Satellite Radio Vs. Internet Radio

Michael Kwan
Sirius Satellite Car Dock

One of the best ways to discover new music or to revisit old favorites is through the radio, but traditional AM/FM radio inherently has its limits both in variety and in quality. There are now two fantastic alternatives: satellite radio and Internet radio. Both formats have their merits and their drawbacks, so it is important to do a thorough comparison before making your decision on which to use.

Satellite Radio

Whereas traditional AM/FM radio is broadcast over the air through transmission towers, satellite radio is broadcast from satellites. The primary application for satellite radio is for use through in-car stereos with reception covering a broader geographical area than its terrestrial radio counterpart. The sole satellite radio company in the United States is SiriusXM.

Pros

  • Satellite radio receivers come pre-installed in 70 percent of new vehicles
  • Exclusive programming, including Howard Stern and Bob Edwards
  • Music stations are typically commercial-free
  • Unlimited listening for one low monthly fee
  • Easier to receive a strong signal in many rural areas in the United States
  • SiriusXM satellite radio can also be streamed online with the right package

Cons

  • May encounter reception issues in areas with reduced coverage
  • Geared mostly toward in-car listening, so alternative listening options in the home may be limited
  • No free service available
  • Fewer stations compared to Internet radio offerings

Services

  • SiriusXM is the only provider of satellite radio in the United States after the merger of XM Radio and Sirius Radio.

Cost

  • SiriusXM monthly pricing ranges from $9.99 to $18.99.
    • The $9.99 Mostly Music package includes 80 channels, but does not include other content like Howard Stern and sports.
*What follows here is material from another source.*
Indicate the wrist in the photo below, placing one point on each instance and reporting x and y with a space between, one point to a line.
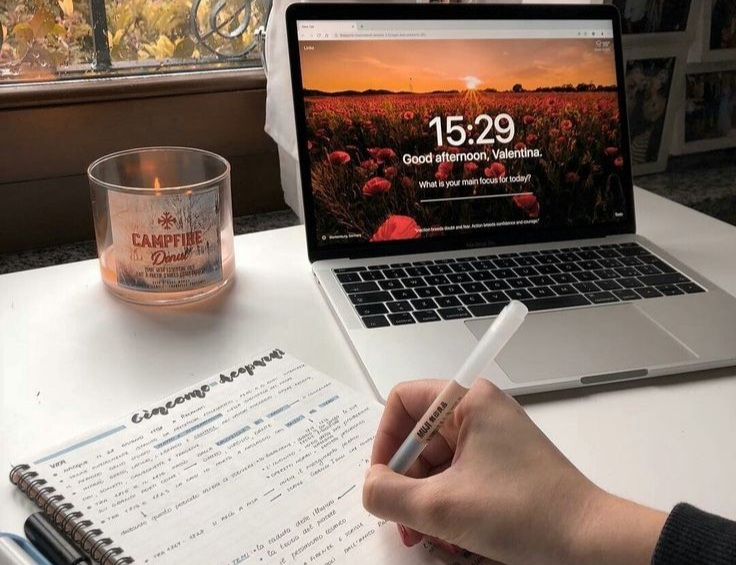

Online streaming is a $4 per month option.
    • The $14.99 Select package has over 165 channels and adds Oprah Radio and Bob Edwards, as well as MLB, NBA, NHL, PGA and news.
    • The $18.99 All Access package is the most comprehensive with over 175 channels, including Internet radio streaming, Howard Stern, NFL and NASCAR, as well as everything in the Select package.

Bottom Line

Many new vehicles not only come with satellite radio receivers pre-installed, but many car manufacturers also include a free trial period as part of the car purchase package. The stations are varied in their content including music, talk radio, sports coverage, and more, and the higher quality audio coupled with a commercial-free presentation make satellite radio a compelling option. Listening to satellite radio on devices outside of the vehicle is far more limited.

Internet Radio

While satellite radio is more popular in the car, Internet radio is generally more popular in the home and on mobile devices. Satellite radio is exclusively a paid service, whereas only a small fraction of Internet radio listeners are paid subscribers. The mostly free nature and its massive range are the most compelling reasons to choose Internet radio.

Pros

  • Easily accessible from a variety of Internet-connected devices, like smartphones, tablets, and computers
  • Variety of service providers
  • Most providers offer a free option with thousands of stations each
  • Much larger selection with multiple stations for each genre, including hip hop and country music
  • Available anywhere around the world with a reliable Internet connection

Cons

  • Free Internet radio stations are typically ad-supported, so music is interrupted
  • Multiple stations across multiple providers can create a fragmented experience
  • Mobile data for music streaming can be very costly; streaming 128kbps for 2 hours per day consumes roughly 3.2GB per month
  • Currently less integration with in-car entertainment systems
  • Some content may be geofenced, meaning that they are unavailable outside of certain areas or countries

Services

  • Pandora Radio - Pandora is available only in the US, but offers a wide variety of stations.
  • TuneIn Radio - TuneIn includes radio stations and podcasts, as well as user-created content.
  • Slacker Radio - Slacker allows you to create your own station based on certain bands, songs, or genres.
  • Shoutcast - Shoutcast offers over 54,000 stations including music and talk radio.

Cost

  • Most stations and services are available for free
  • Pandora One subscriptions start at $4.99 per month

Bottom Line

Without an unlimited mobile data plan, listening to Internet radio in the car is currently not a viable option for most users. The sheer cost of bandwidth is far too high and reception in more remote areas can be particularly challenging. For listening in the home or office where a more reliable and unlimited Internet connection is available, Internet radio offers an overwhelming level of variety and choice. Most free services are ad-supported, however, so users who would prefer commercial-free entertainment may still prefer satellite radio or other options.

Making the Right Choice

For most music lovers, the question is not whether they should get satellite radio or Internet radio. Instead, it is a perfectly valid option to choose both, using the appropriate service at the relevant time. Satellite radio has better in-car integration, commercial-free music and stronger reception in more remote areas of the United States, but it does come at a higher monthly cost. Internet radio is best utilized on mobile devices or in the home, accessing a far larger library of music and stations, as long as the Internet service is reasonably fast and reliable.